# Sticky  How do you hunt divers without busting the roost?



## widukntz

I would like to hunt out of my layout boat on some of the bigger water for divers, but I understand the protection we need to give the roosting area. Do you think if I was anchored out in the middle shooting divers it would cause a problem? I see most of the puddle ducks using the sheltered bays and if the water is big enough I don't feel it will push them out. And the divers are, well, divers. Usually too dumb to know they are even being shot at! Did I answer my own question or do you think different?


----------



## fishhawk175090

In a submarine.


----------



## Gillbilly

Good luck getting a straight answer.From what I have been told by locals and guys I know it wont be much of an issue, but being a NR its tough getting real input.Stick with shooting at divers and it should be fine.GO BUCKY!!! :beer: :beer:


----------



## R y a n

This is a great topic. I was thinking of asking the same question myself. With all the talk that goes on here about not busting the roost, there is a legitimate contingent of waterfowlers (myself included) who like to hunt divers on bigger water for a changeup once in awhile.

The problem isn't diver hunters as much as it is guys who setup on water for puddle ducks like mallards/pintails. The types of water most commonly setup on is different for divers vs. puddlers...

That being said, there is probably _only a few hundred lakes in ND _that would meet the criteria of diver habitat that you could successfully setup on with diver decoys for a "traditional" diver hunt. There are probably 5,000 roosting sloughs that the boat parade destroys each fall, that are combo style large sloughs that hold both puddlers and divers.

They are the ones that cause the most contention.

Like I mentioned in another post, *if you shoot on a given body of water and it causes all the birds to jump into the air and move, you've busted a roost.* You need to find water where it isn't so small that this happens. There really isn't too many places in ND where that is the case.

That being said, here's one way to figure out if you should hunt a given piece of water for divers.

Pick a body of water that looks like a potential diver lake. Sit and glass for a half hour. Observe what kinds of birds are sitting on that water and if they are mallards/pintails/teal or are they redheads, cans, bluebills, ruddys. If you see a pile of mallards sitting on some structure (point, shoreline, island, ice) and you see them all actively coming and going from that core location, that is a roost.
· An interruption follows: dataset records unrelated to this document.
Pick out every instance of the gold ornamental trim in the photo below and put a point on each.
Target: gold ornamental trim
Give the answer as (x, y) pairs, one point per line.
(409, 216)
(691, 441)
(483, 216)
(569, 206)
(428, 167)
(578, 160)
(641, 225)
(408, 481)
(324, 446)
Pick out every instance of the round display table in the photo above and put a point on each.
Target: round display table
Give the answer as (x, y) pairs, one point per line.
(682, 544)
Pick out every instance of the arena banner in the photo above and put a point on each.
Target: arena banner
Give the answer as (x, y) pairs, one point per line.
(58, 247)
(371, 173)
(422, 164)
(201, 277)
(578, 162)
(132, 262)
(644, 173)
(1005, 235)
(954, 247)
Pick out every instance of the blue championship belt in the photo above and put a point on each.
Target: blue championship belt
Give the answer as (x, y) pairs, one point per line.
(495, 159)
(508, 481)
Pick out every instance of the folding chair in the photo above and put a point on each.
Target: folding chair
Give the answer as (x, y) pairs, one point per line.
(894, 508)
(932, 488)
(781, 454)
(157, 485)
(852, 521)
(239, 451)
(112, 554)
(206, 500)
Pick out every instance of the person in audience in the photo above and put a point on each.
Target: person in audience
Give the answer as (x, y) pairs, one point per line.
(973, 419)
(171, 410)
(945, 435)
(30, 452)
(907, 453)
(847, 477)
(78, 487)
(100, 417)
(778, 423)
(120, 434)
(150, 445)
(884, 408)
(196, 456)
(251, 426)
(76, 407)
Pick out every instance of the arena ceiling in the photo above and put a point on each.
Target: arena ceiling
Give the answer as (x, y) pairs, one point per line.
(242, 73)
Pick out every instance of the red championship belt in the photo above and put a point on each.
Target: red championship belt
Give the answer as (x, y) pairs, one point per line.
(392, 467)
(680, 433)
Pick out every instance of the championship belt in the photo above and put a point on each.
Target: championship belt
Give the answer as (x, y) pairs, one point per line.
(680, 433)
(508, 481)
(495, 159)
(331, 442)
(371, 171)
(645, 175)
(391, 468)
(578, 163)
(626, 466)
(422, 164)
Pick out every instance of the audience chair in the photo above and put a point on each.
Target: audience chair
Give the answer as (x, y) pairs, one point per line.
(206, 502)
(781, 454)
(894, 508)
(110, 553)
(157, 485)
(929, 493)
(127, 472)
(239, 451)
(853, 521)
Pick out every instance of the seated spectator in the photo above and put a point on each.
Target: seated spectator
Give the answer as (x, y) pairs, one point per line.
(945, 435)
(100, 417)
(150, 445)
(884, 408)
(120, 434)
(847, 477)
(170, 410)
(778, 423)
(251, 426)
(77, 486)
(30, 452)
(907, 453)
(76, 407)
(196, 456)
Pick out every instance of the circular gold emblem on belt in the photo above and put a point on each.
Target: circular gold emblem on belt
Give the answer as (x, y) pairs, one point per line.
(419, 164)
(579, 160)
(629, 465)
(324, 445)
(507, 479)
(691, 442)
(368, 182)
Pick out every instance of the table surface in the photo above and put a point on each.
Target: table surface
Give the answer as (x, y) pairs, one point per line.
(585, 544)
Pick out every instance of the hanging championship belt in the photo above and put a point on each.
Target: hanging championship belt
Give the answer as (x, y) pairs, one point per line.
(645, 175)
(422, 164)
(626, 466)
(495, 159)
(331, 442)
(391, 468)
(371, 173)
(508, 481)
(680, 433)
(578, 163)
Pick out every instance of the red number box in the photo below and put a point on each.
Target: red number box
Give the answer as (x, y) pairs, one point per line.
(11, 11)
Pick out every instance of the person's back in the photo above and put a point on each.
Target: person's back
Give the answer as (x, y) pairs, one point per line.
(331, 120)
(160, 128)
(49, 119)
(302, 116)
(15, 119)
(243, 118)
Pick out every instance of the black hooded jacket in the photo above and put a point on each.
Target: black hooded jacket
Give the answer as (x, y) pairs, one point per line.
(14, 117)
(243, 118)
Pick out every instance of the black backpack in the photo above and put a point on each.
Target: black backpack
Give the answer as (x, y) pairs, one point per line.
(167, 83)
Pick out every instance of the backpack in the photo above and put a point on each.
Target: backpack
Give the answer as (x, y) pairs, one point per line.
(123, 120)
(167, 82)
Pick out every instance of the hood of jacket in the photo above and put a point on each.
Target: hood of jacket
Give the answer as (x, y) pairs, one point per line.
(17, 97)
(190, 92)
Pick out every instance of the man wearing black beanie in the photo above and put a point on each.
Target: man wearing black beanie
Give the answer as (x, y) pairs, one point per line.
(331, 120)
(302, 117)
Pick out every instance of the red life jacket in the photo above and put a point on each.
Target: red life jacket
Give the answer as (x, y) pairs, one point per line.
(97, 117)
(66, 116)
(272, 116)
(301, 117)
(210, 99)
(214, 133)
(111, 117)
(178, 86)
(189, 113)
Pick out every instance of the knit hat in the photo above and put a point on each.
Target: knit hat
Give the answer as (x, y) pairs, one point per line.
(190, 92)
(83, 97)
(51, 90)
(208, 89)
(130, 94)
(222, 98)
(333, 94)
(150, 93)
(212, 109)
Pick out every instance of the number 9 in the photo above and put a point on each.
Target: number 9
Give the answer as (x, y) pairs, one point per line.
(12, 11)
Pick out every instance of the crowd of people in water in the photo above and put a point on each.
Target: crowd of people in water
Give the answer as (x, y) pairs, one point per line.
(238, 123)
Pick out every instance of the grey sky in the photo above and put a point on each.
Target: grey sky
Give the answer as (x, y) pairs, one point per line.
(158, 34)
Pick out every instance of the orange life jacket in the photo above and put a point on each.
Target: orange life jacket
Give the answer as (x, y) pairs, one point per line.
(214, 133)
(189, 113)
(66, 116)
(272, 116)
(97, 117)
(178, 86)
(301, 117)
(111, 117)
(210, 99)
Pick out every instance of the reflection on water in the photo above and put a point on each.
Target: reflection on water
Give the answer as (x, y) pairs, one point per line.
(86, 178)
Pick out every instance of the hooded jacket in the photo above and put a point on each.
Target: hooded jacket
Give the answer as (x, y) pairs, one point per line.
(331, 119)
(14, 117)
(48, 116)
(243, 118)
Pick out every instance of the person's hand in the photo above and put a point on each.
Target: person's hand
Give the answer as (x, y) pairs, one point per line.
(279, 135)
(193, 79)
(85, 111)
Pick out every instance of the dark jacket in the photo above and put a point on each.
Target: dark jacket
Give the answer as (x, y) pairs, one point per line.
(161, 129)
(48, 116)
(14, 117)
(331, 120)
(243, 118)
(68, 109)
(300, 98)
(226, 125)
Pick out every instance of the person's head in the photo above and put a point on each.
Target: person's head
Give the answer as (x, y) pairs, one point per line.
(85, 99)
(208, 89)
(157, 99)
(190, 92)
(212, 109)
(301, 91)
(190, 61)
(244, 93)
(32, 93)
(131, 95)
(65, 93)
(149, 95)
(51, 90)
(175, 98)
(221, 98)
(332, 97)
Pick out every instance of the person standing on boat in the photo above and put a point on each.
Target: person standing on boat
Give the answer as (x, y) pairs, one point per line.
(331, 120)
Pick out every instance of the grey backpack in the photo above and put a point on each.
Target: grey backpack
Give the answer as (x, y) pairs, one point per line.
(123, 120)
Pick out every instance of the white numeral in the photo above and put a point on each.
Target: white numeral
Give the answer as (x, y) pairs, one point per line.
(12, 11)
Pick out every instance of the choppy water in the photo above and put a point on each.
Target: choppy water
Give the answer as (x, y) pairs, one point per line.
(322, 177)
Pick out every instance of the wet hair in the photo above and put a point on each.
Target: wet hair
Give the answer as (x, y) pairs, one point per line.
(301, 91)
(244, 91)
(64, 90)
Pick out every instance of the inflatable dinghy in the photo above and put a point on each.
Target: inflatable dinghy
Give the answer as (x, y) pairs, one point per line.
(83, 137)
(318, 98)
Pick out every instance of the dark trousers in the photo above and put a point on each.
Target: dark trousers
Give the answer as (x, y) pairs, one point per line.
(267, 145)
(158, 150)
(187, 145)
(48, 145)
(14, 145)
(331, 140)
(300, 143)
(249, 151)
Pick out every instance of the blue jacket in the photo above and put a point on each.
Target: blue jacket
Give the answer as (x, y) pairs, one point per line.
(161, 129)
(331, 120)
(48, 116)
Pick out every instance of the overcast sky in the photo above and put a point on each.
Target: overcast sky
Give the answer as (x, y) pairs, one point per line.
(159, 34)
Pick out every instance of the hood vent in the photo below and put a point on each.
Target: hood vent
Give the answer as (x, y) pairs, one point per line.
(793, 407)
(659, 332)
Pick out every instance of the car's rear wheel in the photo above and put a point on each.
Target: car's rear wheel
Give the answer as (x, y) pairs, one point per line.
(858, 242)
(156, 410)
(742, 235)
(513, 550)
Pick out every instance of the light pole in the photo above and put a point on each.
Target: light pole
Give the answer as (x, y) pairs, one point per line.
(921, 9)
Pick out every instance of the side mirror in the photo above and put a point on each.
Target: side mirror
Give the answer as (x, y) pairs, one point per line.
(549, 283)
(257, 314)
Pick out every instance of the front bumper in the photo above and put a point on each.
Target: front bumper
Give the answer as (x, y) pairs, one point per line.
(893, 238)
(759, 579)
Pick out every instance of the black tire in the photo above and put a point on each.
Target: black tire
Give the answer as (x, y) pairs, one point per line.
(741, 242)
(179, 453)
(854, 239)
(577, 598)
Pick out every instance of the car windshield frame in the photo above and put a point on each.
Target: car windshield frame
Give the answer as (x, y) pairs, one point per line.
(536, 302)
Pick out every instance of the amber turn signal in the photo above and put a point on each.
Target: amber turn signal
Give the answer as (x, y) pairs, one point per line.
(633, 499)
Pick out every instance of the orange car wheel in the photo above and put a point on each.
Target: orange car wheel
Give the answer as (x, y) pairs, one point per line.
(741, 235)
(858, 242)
Leave it alone.

<rant>
NOTE: Flat bottomed shallow sloughs where you have all kinds of different birds occasionally passing by *is not a diver lake*. If you are looking for justification to hunt those types of sloughs for "divers" you aren't truly diver hunting, but rather just water hunting and looking for an excuse.
</end of rant>

If however you glass a deeper water lake, see a bunch of small groups of divers sitting in rafts all over the place, _*and*_ it has big shoreline, waves, deep water etc, and you see few or no concentration of puddlers, it is likely a transition area or a diver location and would be an area to hunt divers in....

We have several places where that situation exists and I love sitting there waiting for the dive bombers to plow on by...

It would be important to note for me however, that we NEVER use a small boat or skiff when hunting divers in ND. Rather we simply locate a prominent point, structure etc... and throw out some decoys off the end of those with waders. If we hunt a truly big water like Devils Lake, we actually take the fishing boat out for deeper water decoy placement and bird retrieval when necessary. In fact that's another way we determine whether a body of water is big enough to diver hunt in.... could we launch our fishing boat on that water and not scare the lake up? If not.. the lake is too small to diver hunt with a watercraft.

Good Luck to you

Ryan


----------



## R y a n

Gillbilly said:


> Good luck getting a straight answer. From what I have been told by locals and guys I know it wont be much of an issue, but being a NR its tough getting real input.Stick with shooting at divers and it should be fine.GO BUCKY!!! :beer: :beer:


It's answers like this that give NR's a bad name. Just shoot roost waters and screw the rest of the guys trying to keep everyone in the game huh? Is that what you were implying? It's the "As long as I get MY piece of the pie for the days I'm in ND, everyone else can go get hosed as far I'm concerned.."mentality that causes everyone here to not give any advice, and resent your coming to the state. :******:

I believe my previous post was a straight answer with substantive input.

You are excused.

Ryan


----------



## hunt4P&amp;Y

Good post, Ryan.

I didn't even recognize you with the new pic!


----------



## nodakoutdoors.com

FYI



> Motorboats are legal for going to and from shooting grounds. Ducks, coots, mergansers, geese, and tundra swans may be taken from a floating craft, excluding a sinkbox, if such craft is beached or fastened within or tied immediately alongside any type of fixed hunting blind, or from such craft resting at anchor. It is illegal to shoot from a sunken device or any floating vessel on open water or to use or cause to be used any floating battery, electric, steam, gasoline, or other powered vessel in an attempt to take waterfowl. A motorboat, sailboat, or other craft may be used to pick up dead or injured birds.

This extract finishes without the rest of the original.